Current job isn't as bad, especially now wfh, but it's still there. My partner works in a male-dominated workplace/industry and although it can be an issue at times, it's nowhere near as bad and not as underhand, people tend to just sort their problems out there and then by talking to the other person.

SakuraEdenSwan1 · 18/02/2021 09:10

Yabu, my sister is a Firefighter and the only female on her station, she just gets on with it.

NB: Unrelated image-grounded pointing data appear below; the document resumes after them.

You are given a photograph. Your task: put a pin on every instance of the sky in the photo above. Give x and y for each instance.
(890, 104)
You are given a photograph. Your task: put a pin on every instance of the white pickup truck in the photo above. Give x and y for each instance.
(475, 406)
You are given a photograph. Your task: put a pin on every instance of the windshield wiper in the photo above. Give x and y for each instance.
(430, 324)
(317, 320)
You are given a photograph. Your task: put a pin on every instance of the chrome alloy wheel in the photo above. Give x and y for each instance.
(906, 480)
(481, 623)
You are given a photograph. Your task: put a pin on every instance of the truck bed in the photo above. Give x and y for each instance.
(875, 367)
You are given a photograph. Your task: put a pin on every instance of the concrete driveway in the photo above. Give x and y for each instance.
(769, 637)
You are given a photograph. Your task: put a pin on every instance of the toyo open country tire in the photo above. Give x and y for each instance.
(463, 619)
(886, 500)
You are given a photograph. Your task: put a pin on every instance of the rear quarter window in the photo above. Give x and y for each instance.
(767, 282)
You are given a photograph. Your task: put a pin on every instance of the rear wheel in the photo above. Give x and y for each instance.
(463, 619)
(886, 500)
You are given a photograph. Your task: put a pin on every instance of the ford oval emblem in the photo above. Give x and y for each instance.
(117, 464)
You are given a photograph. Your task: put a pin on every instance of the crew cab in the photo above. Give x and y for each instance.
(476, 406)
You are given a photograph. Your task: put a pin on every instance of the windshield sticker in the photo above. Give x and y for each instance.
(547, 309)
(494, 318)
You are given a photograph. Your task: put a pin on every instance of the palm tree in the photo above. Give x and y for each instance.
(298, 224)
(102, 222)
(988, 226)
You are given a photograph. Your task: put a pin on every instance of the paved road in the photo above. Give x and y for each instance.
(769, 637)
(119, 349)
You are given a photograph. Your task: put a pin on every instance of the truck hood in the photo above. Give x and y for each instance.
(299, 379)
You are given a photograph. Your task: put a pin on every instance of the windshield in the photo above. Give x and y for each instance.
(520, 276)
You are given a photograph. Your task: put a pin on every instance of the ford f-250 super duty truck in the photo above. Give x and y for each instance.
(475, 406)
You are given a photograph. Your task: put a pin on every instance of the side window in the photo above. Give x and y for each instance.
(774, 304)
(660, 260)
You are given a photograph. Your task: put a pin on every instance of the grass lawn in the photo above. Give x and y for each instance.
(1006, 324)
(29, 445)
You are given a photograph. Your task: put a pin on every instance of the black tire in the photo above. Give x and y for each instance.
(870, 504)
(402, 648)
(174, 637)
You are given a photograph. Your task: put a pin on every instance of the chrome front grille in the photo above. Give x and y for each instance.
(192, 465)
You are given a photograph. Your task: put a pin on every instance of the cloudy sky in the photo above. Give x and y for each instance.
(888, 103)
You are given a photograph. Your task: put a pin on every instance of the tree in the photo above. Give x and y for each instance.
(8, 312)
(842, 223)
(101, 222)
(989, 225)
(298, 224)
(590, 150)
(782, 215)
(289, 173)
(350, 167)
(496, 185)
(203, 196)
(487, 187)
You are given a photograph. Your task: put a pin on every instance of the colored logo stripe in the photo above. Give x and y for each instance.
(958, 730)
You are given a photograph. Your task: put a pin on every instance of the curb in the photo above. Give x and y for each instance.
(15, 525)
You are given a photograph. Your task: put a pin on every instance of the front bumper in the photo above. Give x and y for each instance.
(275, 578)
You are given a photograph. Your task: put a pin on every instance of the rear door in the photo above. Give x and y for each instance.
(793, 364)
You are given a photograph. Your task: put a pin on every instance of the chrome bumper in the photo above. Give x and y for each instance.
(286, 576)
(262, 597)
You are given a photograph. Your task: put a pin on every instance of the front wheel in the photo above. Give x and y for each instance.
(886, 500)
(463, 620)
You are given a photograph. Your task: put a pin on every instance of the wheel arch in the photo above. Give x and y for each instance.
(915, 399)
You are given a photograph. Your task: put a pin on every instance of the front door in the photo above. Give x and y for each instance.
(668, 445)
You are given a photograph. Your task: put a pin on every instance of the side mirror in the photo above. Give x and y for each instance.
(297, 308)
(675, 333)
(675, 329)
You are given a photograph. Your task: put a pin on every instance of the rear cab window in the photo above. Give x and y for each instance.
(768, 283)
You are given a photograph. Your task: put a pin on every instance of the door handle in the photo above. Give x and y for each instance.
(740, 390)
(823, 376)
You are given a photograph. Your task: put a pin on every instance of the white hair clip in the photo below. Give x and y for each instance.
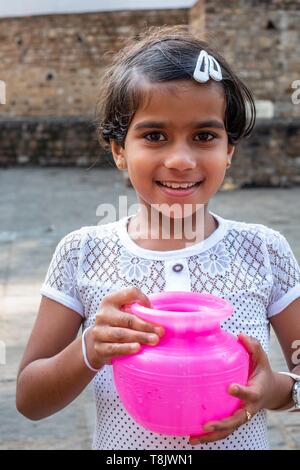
(207, 67)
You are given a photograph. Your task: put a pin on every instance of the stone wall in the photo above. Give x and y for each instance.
(52, 64)
(261, 39)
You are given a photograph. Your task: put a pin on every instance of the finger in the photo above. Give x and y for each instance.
(110, 350)
(255, 350)
(205, 438)
(126, 296)
(227, 424)
(108, 334)
(113, 302)
(117, 318)
(244, 393)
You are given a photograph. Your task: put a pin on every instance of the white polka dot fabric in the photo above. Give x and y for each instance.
(250, 265)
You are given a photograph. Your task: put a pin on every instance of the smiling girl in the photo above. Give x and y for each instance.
(171, 111)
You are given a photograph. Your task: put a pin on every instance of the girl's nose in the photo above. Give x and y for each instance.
(180, 159)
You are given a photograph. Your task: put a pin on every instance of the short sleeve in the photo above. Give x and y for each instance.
(61, 282)
(285, 273)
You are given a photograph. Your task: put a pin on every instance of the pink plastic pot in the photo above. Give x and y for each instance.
(180, 384)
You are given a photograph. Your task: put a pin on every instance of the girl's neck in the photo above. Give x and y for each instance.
(173, 235)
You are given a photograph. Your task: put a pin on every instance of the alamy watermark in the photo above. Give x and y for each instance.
(2, 92)
(2, 353)
(162, 221)
(296, 94)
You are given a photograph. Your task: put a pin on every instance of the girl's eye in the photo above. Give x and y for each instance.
(154, 136)
(206, 136)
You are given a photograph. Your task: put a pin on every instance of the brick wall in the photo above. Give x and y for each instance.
(52, 64)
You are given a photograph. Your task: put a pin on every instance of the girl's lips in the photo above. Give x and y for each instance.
(178, 192)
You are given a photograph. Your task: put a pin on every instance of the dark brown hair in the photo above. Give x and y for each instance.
(163, 54)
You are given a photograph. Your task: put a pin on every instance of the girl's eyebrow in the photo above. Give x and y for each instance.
(195, 125)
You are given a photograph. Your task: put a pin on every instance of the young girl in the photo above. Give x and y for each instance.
(172, 111)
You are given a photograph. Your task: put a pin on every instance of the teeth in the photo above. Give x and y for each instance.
(177, 185)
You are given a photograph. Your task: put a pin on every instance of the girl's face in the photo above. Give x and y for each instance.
(177, 136)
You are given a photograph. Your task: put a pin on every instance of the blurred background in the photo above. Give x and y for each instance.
(53, 173)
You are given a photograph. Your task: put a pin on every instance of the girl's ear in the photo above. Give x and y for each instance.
(118, 154)
(230, 152)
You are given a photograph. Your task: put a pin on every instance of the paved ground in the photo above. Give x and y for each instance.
(37, 208)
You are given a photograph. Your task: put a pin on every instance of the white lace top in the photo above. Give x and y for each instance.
(250, 265)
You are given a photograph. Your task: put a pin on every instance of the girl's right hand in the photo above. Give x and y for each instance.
(117, 332)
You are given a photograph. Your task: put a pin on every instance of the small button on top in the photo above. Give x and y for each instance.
(178, 267)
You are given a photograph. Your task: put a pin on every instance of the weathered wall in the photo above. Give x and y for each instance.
(52, 64)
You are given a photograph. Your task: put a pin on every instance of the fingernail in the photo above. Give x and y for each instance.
(159, 331)
(209, 428)
(153, 339)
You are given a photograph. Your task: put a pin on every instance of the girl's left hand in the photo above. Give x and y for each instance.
(255, 396)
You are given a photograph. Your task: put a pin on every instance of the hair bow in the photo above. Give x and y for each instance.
(207, 67)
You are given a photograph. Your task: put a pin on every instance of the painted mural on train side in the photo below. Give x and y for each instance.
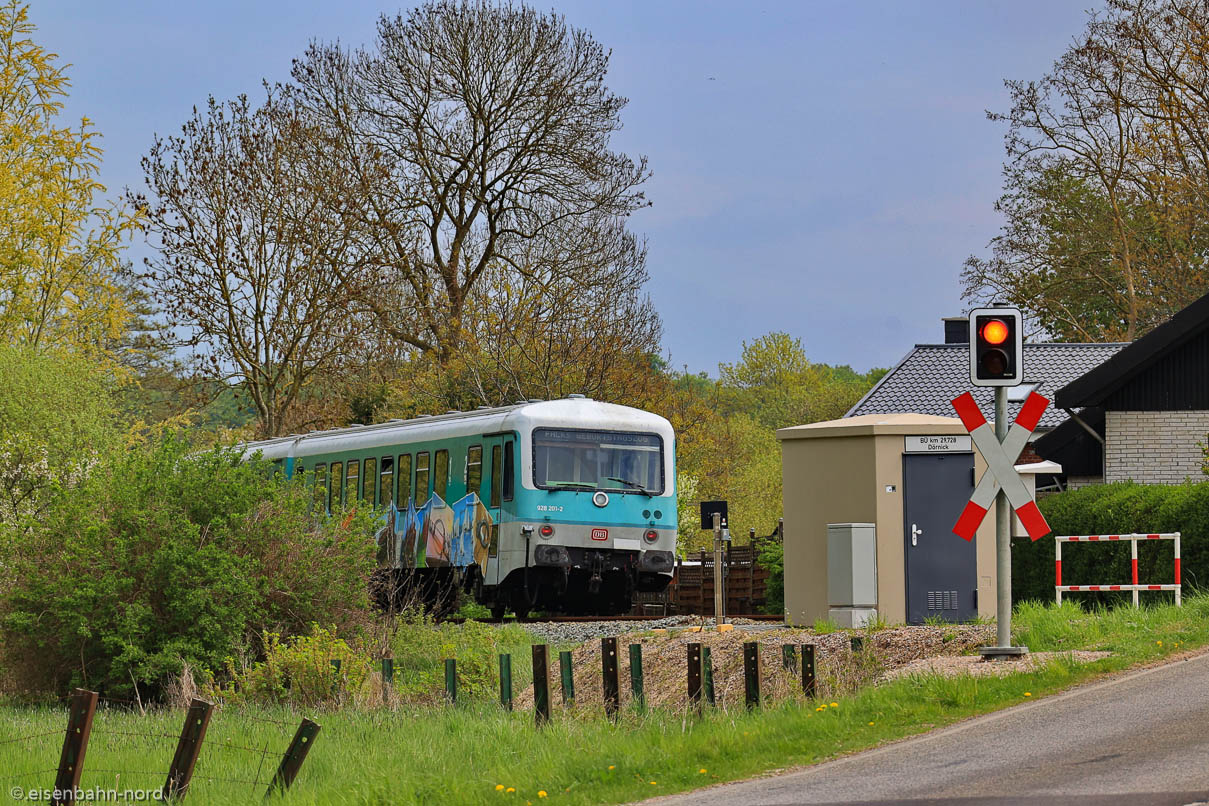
(437, 534)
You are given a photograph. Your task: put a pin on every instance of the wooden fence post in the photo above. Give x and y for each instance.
(294, 757)
(505, 680)
(636, 690)
(751, 673)
(693, 655)
(451, 679)
(75, 744)
(568, 678)
(808, 670)
(197, 719)
(541, 684)
(608, 670)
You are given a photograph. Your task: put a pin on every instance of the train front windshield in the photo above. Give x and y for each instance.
(583, 459)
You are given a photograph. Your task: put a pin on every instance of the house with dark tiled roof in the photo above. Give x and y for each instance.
(1143, 413)
(930, 376)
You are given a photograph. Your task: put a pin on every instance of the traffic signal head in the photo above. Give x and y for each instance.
(995, 347)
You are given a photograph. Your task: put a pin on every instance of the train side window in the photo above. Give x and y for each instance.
(387, 474)
(421, 477)
(369, 481)
(440, 473)
(404, 474)
(497, 474)
(320, 485)
(337, 486)
(473, 469)
(509, 471)
(353, 488)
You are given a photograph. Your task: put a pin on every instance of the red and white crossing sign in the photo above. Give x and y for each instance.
(1000, 459)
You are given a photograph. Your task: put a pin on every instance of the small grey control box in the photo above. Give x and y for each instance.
(851, 564)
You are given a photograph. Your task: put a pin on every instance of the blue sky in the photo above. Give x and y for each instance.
(821, 168)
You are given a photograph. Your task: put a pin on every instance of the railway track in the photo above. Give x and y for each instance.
(560, 619)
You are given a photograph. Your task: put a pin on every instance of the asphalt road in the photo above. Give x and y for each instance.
(1140, 738)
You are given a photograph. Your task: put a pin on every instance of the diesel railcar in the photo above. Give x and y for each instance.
(563, 505)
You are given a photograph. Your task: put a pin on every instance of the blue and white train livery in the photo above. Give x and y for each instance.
(565, 505)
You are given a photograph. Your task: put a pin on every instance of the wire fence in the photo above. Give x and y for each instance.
(261, 765)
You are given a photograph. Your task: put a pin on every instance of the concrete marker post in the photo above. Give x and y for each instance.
(751, 673)
(541, 684)
(809, 685)
(611, 686)
(636, 689)
(294, 757)
(568, 678)
(189, 747)
(693, 657)
(505, 680)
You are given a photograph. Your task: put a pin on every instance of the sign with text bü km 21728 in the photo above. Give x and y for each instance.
(1000, 459)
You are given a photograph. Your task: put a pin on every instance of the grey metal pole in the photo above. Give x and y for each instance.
(1002, 538)
(717, 569)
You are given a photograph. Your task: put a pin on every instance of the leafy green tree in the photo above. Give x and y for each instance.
(727, 445)
(162, 558)
(58, 415)
(1106, 179)
(61, 271)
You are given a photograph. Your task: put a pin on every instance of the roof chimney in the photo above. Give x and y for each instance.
(956, 330)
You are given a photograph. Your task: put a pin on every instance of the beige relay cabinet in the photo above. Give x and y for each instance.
(909, 476)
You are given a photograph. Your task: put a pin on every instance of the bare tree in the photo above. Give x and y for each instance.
(1105, 184)
(258, 249)
(481, 137)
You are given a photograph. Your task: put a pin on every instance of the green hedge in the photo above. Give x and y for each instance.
(1116, 509)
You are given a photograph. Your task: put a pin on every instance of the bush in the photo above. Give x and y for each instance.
(1116, 509)
(160, 558)
(300, 672)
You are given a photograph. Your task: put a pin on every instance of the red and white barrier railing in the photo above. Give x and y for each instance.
(1133, 550)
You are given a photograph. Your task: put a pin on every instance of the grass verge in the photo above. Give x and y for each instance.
(478, 754)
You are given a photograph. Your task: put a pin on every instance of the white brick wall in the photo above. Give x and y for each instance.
(1155, 447)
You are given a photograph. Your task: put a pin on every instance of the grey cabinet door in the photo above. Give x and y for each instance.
(942, 573)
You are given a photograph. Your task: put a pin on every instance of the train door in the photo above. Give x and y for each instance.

TakeTheCuntOutOfScunthorpe · 18/02/2021 09:13

@Nnameechanged

I'm definitely not saying this is all women at all, but I would probably prefer this, if I'm honest. My last 2 teams have been all-female, except for 1 or 2 men, tops, at any given time. The amount of bitching and fall outs is a nightmare. I prefer to work, I do talk to colleagues but ultimately I want to do my job and not spend half an hour plus talking about how much we all hate such person, which is what happened in my last job. I used to go and sit by myself to get some peace to work after outright saying "I don't dislike anyone, I'd rather not join in with this" just didn't work. I imagine I was the subject of many of those conversations as the other person in the team who made it clear they didn't want to join in with the gossiping was torn to shreds whenever they left the room. Current job isn't as bad, especially now wfh, but it's still there. My partner works in a male-dominated workplace/industry and although it can be an issue at times, it's nowhere near as bad and not as underhand, people tend to just sort their problems out there and then by talking to the other person.
I've found that too. Whenever there are unnecessary dramas and problems between co-workers, it has almost always been woman on woman. I'm not talking about legitimate grievances but someone taking a dislike to someone else and making snarky comments, that kind of thing.

Men tend to just ignore it, or argue it out and then move on.

(In my experience. Not saying that it's like that for everyone.)